Der Auftragseingang im Maschinenbau in Deutschland hat das Jahr 2016 mit einem schwachen Monat beendet: Für den Dezember ergibt sich insgesamt ein Minus der Bestellungen von real 15 Prozent. (Bildquelle: VDMA)

Der Auftragseingang im Maschinenbau in Deutschland hat das Jahr 2016 mit einem schwachen Monat beendet: Für den Dezember ergibt sich insgesamt ein Minus der Bestellungen von real 15 Prozent. (Bildquelle: VDMA)

Wesentlicher Grund dafür war das starke Großanlagengeschäft im Vorjahresmonat. „Im Gesamtjahr 2016 verbuchte der Maschinenbau damit ein Minus der Auftragseingänge von real 2 Prozent“, erläutert VDMA-Chefvolkswirt Dr. Ralph Wiechers. Er geht davon aus, dass politische Unsicherheiten ebenso dafür verantwortlich waren.

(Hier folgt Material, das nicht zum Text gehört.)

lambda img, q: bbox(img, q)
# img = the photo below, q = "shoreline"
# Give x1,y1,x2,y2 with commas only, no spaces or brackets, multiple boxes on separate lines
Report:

Vor allem Auslandsbestellungen rückläufig

Im Dezember zogen die Bestellungen im Inland an und erreichten ein Plus von 7 Prozent. Dieser konnte den Rückgang im Ausland um 22 Prozent jedoch nicht kompensieren. „Anders als im Vorjahr blieb der Jahresendspurt bei den Bestellungen aus. Die Maschinenbaukonjunktur erweist sich damit weiter als robust – nicht mehr, aber auch nicht weniger“, resümiert Wiechers.

Im Drei-Monats-Vergleich (Oktober bis Dezember) sank der Auftragseingang zum Vorjahr um real 8 Prozent. Auch hier verbuchte das Inland einen Zuwachs der Bestellungen (plus 4 Prozent), während die Auslandsorders um 12 Prozent sanken.

Nichts desto trotz ist der Maschinenbau weltweit in einem mehr als guten Zustand: Im Jahr 2015 stieg der globale Maschinenumsatz (ohne Serviceleistungen) um nominal 10 Prozent auf ein neues Rekordniveau von 2.570 Mrd. EUR.